MAKING MUSIC under the name Peter and the Wolf, Austin's Red Hunter plays rickety, intense, gothic folk backed by an orchestra of kids on scrap-metal percussion. It's haunted and weird, and not the kind of music big media generally latches onto. Still, Red was recently thrust into the mainstream limelight after the plans for his upcoming tour were announced. Instead of the traditional van or bus tour, Red and friends (Jana Hunter, no relation, and Ray Raposa of Castanets) are taking a 28-foot 1978 Southern Cross cutter rig down the East Coast's Atlantic Intracoastal Waterway, traveling a 1,200-mile stretch of canals, dams, and locks that run just inland of the Eastern Seaboard. The plan is to sail by day, dock in the evenings, and walk or taxi to nearby bars, where they'll play solo sets. (All of this will be filmed for a documentary released by Asthmatic Kitty, Castanets' record label.)

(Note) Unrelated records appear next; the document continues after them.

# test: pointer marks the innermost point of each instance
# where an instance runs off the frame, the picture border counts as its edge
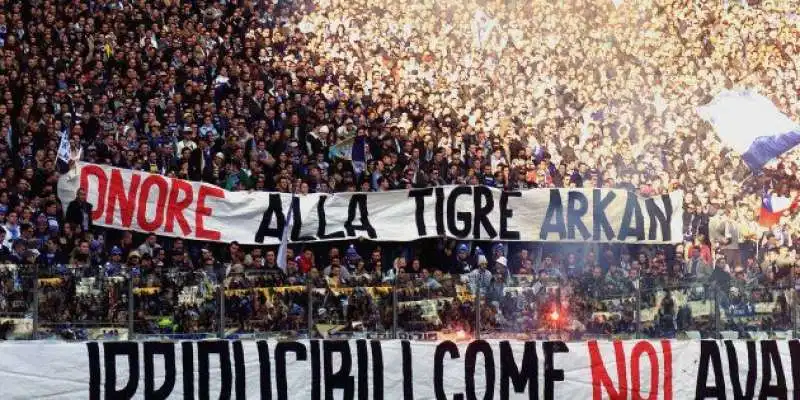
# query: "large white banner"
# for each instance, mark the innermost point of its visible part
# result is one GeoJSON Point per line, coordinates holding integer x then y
{"type": "Point", "coordinates": [372, 369]}
{"type": "Point", "coordinates": [140, 201]}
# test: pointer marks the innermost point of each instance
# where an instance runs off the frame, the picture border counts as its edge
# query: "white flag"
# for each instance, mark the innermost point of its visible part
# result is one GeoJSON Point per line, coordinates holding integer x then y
{"type": "Point", "coordinates": [63, 148]}
{"type": "Point", "coordinates": [287, 231]}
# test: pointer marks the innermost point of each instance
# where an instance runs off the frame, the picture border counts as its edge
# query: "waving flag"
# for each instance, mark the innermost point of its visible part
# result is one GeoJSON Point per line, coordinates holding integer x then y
{"type": "Point", "coordinates": [772, 207]}
{"type": "Point", "coordinates": [284, 247]}
{"type": "Point", "coordinates": [751, 124]}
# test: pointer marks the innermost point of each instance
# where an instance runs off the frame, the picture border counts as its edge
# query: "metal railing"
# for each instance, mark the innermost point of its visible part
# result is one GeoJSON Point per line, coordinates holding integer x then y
{"type": "Point", "coordinates": [78, 304]}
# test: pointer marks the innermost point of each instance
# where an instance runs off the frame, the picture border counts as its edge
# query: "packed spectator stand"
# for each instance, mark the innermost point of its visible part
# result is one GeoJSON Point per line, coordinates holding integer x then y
{"type": "Point", "coordinates": [260, 96]}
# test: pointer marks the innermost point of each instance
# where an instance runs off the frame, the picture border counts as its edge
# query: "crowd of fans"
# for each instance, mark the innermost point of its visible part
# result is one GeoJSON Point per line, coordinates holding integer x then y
{"type": "Point", "coordinates": [264, 95]}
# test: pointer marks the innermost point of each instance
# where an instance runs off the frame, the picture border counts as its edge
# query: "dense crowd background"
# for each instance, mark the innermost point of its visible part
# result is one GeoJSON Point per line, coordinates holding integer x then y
{"type": "Point", "coordinates": [258, 95]}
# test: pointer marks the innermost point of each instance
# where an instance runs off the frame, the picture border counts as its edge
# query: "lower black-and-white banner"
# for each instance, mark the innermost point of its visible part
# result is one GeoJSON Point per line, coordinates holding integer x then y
{"type": "Point", "coordinates": [372, 369]}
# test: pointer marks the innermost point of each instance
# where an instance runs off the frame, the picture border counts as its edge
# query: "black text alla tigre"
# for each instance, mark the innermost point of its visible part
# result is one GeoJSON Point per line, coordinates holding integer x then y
{"type": "Point", "coordinates": [565, 219]}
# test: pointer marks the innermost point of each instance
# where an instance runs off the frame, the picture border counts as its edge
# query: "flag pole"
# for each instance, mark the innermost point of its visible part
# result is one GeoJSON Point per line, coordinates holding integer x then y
{"type": "Point", "coordinates": [287, 231]}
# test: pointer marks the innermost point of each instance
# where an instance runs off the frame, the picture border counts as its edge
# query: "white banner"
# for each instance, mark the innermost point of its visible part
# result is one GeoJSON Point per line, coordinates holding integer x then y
{"type": "Point", "coordinates": [127, 199]}
{"type": "Point", "coordinates": [372, 369]}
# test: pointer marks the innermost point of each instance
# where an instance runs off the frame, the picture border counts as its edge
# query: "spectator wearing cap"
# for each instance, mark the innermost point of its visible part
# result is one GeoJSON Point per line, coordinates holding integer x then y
{"type": "Point", "coordinates": [113, 267]}
{"type": "Point", "coordinates": [461, 263]}
{"type": "Point", "coordinates": [81, 257]}
{"type": "Point", "coordinates": [51, 254]}
{"type": "Point", "coordinates": [12, 228]}
{"type": "Point", "coordinates": [149, 245]}
{"type": "Point", "coordinates": [79, 212]}
{"type": "Point", "coordinates": [480, 278]}
{"type": "Point", "coordinates": [214, 171]}
{"type": "Point", "coordinates": [5, 251]}
{"type": "Point", "coordinates": [132, 265]}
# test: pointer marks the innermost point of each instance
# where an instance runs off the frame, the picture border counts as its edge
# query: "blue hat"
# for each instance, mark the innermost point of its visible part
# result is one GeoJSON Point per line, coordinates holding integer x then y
{"type": "Point", "coordinates": [351, 253]}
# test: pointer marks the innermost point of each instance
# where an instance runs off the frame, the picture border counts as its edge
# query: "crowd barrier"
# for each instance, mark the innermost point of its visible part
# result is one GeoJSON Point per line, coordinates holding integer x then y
{"type": "Point", "coordinates": [40, 302]}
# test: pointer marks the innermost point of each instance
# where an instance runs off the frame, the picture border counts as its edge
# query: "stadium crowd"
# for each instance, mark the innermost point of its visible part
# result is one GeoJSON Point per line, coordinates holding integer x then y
{"type": "Point", "coordinates": [357, 95]}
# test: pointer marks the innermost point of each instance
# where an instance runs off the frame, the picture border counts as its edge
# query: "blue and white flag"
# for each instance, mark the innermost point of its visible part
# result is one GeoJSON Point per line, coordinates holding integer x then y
{"type": "Point", "coordinates": [343, 149]}
{"type": "Point", "coordinates": [64, 153]}
{"type": "Point", "coordinates": [751, 125]}
{"type": "Point", "coordinates": [287, 230]}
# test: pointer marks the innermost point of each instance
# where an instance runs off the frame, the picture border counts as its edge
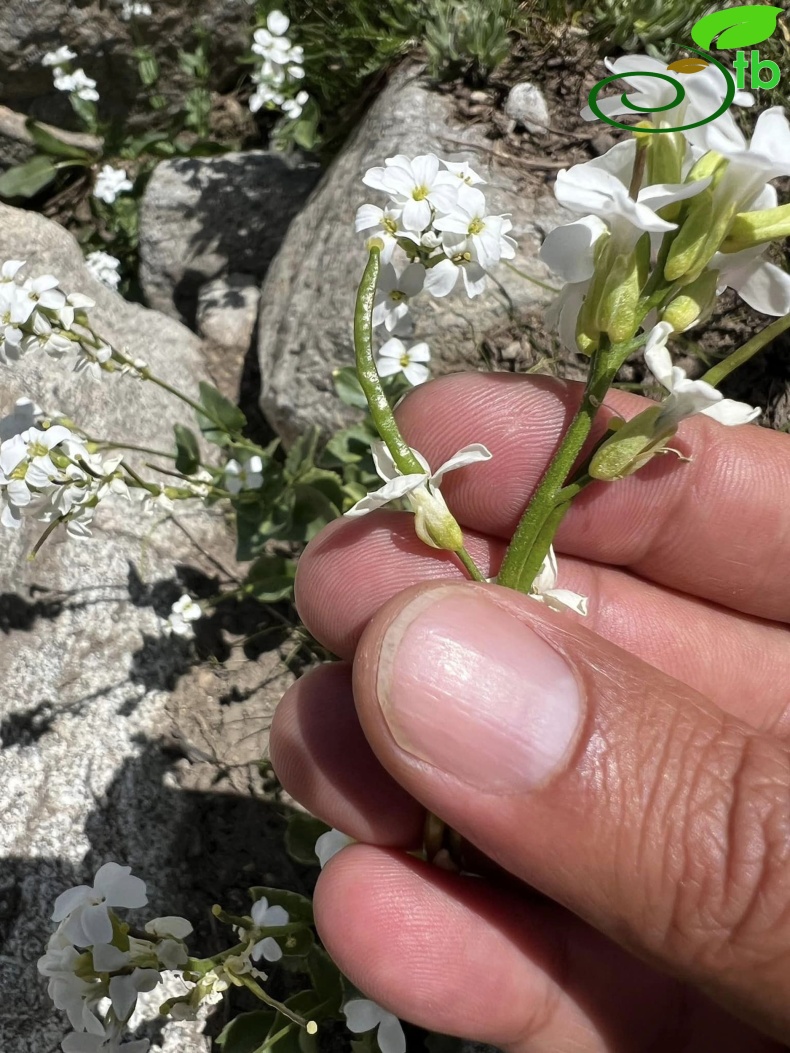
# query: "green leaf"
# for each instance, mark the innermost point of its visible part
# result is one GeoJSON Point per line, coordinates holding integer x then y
{"type": "Point", "coordinates": [247, 1032]}
{"type": "Point", "coordinates": [301, 833]}
{"type": "Point", "coordinates": [188, 452]}
{"type": "Point", "coordinates": [299, 908]}
{"type": "Point", "coordinates": [271, 578]}
{"type": "Point", "coordinates": [741, 26]}
{"type": "Point", "coordinates": [327, 980]}
{"type": "Point", "coordinates": [301, 455]}
{"type": "Point", "coordinates": [222, 417]}
{"type": "Point", "coordinates": [348, 388]}
{"type": "Point", "coordinates": [27, 179]}
{"type": "Point", "coordinates": [52, 144]}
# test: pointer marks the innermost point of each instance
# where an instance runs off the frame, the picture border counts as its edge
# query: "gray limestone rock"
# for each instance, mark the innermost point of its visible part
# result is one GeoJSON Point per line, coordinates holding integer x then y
{"type": "Point", "coordinates": [202, 217]}
{"type": "Point", "coordinates": [85, 672]}
{"type": "Point", "coordinates": [308, 297]}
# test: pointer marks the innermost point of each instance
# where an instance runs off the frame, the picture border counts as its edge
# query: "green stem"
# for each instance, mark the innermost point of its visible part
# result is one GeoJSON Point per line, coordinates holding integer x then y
{"type": "Point", "coordinates": [520, 565]}
{"type": "Point", "coordinates": [370, 381]}
{"type": "Point", "coordinates": [470, 565]}
{"type": "Point", "coordinates": [715, 375]}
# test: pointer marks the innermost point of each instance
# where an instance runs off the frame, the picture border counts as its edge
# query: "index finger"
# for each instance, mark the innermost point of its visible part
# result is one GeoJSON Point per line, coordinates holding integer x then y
{"type": "Point", "coordinates": [717, 527]}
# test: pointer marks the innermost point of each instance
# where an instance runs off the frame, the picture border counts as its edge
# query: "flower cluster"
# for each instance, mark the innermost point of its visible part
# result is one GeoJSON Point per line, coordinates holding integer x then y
{"type": "Point", "coordinates": [135, 8]}
{"type": "Point", "coordinates": [279, 70]}
{"type": "Point", "coordinates": [666, 223]}
{"type": "Point", "coordinates": [104, 267]}
{"type": "Point", "coordinates": [96, 967]}
{"type": "Point", "coordinates": [111, 182]}
{"type": "Point", "coordinates": [437, 216]}
{"type": "Point", "coordinates": [37, 316]}
{"type": "Point", "coordinates": [65, 78]}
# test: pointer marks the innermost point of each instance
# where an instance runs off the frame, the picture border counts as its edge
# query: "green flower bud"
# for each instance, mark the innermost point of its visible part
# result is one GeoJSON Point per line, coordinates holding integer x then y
{"type": "Point", "coordinates": [631, 445]}
{"type": "Point", "coordinates": [434, 522]}
{"type": "Point", "coordinates": [750, 229]}
{"type": "Point", "coordinates": [689, 244]}
{"type": "Point", "coordinates": [693, 301]}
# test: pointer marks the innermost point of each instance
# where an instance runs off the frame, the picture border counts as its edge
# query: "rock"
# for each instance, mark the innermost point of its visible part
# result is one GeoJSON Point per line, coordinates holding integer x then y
{"type": "Point", "coordinates": [105, 44]}
{"type": "Point", "coordinates": [308, 298]}
{"type": "Point", "coordinates": [228, 311]}
{"type": "Point", "coordinates": [203, 216]}
{"type": "Point", "coordinates": [526, 106]}
{"type": "Point", "coordinates": [87, 675]}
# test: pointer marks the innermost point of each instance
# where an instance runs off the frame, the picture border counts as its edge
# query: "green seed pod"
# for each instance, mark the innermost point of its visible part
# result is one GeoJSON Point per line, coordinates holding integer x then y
{"type": "Point", "coordinates": [631, 445]}
{"type": "Point", "coordinates": [693, 301]}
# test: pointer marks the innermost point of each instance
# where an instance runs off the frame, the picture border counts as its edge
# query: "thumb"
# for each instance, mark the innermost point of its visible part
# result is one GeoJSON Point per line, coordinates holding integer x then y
{"type": "Point", "coordinates": [607, 785]}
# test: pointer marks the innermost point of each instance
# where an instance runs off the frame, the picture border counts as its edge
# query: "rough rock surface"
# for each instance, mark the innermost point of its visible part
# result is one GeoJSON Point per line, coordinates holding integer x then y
{"type": "Point", "coordinates": [104, 44]}
{"type": "Point", "coordinates": [308, 298]}
{"type": "Point", "coordinates": [228, 311]}
{"type": "Point", "coordinates": [90, 687]}
{"type": "Point", "coordinates": [202, 217]}
{"type": "Point", "coordinates": [526, 106]}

As soon as it became official, outlets like MTV, ABC News, and Newsweek were all over it, writing up the trip for its green-friendliness, talking big about smashing the tour band paradigm, and about fossil fuel conservation and alternative transportation.

The tour begins August 19 and goes until September 5. Between those dates, a good many of the shows are still unbooked. It's just one of those things; heavy on adventure, light on the constraining rules that cramp its spirit and style. This is a good way to go.

MERCURY: When I saw you guys in Austin it was you and a bunch of kids sitting along the edge of the stage, banging on things, tapping pieces of metal, playing without amps or mics. Talk about how you build a junk orchestra.

RED HUNTER: Ah yes, the divine orchestras of junk. In the beginning they happened at random, once for a show in Austin, then again when panhandling with friends in San Diego, and later at a show in Los Angeles. On this tour, they'll be very different in every town based on who's around that night, who enjoys waking up in the drunk tank, that sort of thing. I'm sure in most cities there'll be lots of clanking metal and tons of weirdoes, and then in others it'll just be me playing guitar and some 16-year-old kid with a pan.

What's up with this sailboat tour they're all talking about?

When I was a kid, my dad would go on six-month deployments with the Navy. He'd be gone so long we'd be strangers when he came back. We moved every year or so because of his job, too. As a result, the sea has completely affected my life. It's always in my dreams; it's in my blood. I've written lots of songs about returning to the sea, or running away to the sea, that sort of thing. I told Jana Hunter about touring by sailboat when it was just a daydream, and she actually went and found a way because she is that rad. It's going to be epic. Captain Dan (Daeta, AKA WFMU radio jock OCDJ) will take the helm, an escaped convict whose fingertips were sanded long ago to leave no prints. Castanets can read the stars like no other, and always knows which songs appease which gods. Jana Hunter will grace the ship's prow as our stone figurehead. And I will watch the sea. Always watching the sea. The white whale tasks me; yet he is but a mask.